New Maquoketa business focuses on finding new uses for materials

MAQUOKETA, Iowa — A business that specializes in finding new uses for castoff materials from corporate industries will open a location in Maquoketa.

Repurposed Materials, a Denver-based company, will fill one of the two buildings vacated by Hollander Sleep Products when it closed its Maquoketa facilities in April. Repurposed Materials also has locations in South Carolina and Texas.

Founder and President Damon Carson described his business as an “industrial thrift store,” purchasing surplus or worn-out materials from one industry and selling them to another. He sees it as an offshoot of the “reuse” aspect in the familiar “reduce, reuse, recycle” refrain.

“Recycling is shred, chip, grind, melt … making something different,” he said. “We sell the stuff just as it is.”

For example, worn-down brushes from street sweepers can be sold to zoos and farms, where they are used as back scratchers for livestock. Conveyor belts grown thin can become a windbreak for cattle ranchers or a covering for high school tracks so that football players don’t damage the track’s surface with their cleats.

“It’s obsolete to the primary industry … but there’s all kinds of other industries that will take that used (object) and do something with it,” Carson said.

He advised that the company was looking to purchase a property in the upper Midwest since the lease was almost up on its yard in Kankakee, Ill. This summer, he received an email from Chris Meinecke, a Maquoketa resident who subscribes to Repurposed Materials’ e-newsletter, letting him know about the available Hollander building.

Hollander Sleep Products, a bedding product manufacturer, announced in April that it was closing its two Maquoketa sites, eliminating about 125 jobs, due to a business downturn related to the pandemic.

Mike Macri, vice president at commercial real estate services company CBRE, worked with Hollander to market the buildings.

Originally, both were listed for sublease, he said, but when Carson expressed an interest in owning the 1725 E. Maple St. location, they were able to arrange a sale. Online county property records show the 11-acre property was purchased for $350,000. Its 2020 assessed value was $560,600.

The second former Hollander building remains available for sublease.

“It’s great to see new business investing in the community— moving in, bringing new jobs, just new perspectives and opportunities,” Macri said. “It’s nice to have (the building) so quickly refilled and bringing in new jobs within the same year.”

While Carson noted that his business will not employ nearly as many people as Hollander, the arrival of Repurposed Materials is still an economic boost for Maquoketa.
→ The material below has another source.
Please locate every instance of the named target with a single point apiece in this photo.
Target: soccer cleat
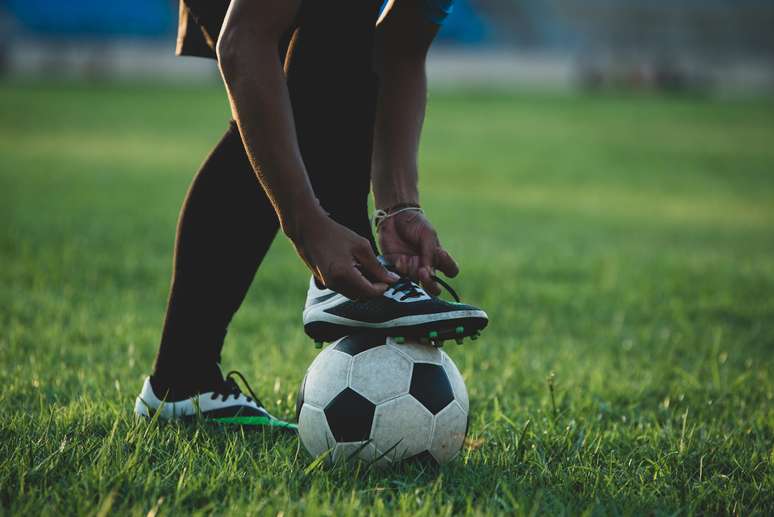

“We’re not employee-heavy or manpower-intensive,” he said. “It will bring a few jobs, not many (compared to) what was previously in the building … but it does put an empty building back into productive usage, and two jobs is better than no jobs.”

Carson hopes to have the Maquoketa location open by March or April. The 40,000-square-foot building will be a distribution center but also will be open to walk-in business, allowing customers to browse through materials from old fire hoses to bowling alley wood.

“We’re on the cutting edge of sustainability, (and) Maquoketa will become one of our four branches,” Carson said. “It may be making it sound a little too sexy, but Maquoketa will be an epicenter of the sustainability movement, trying to keep this obsolete stuff out of the scrap metal heaps across the upper Midwest.”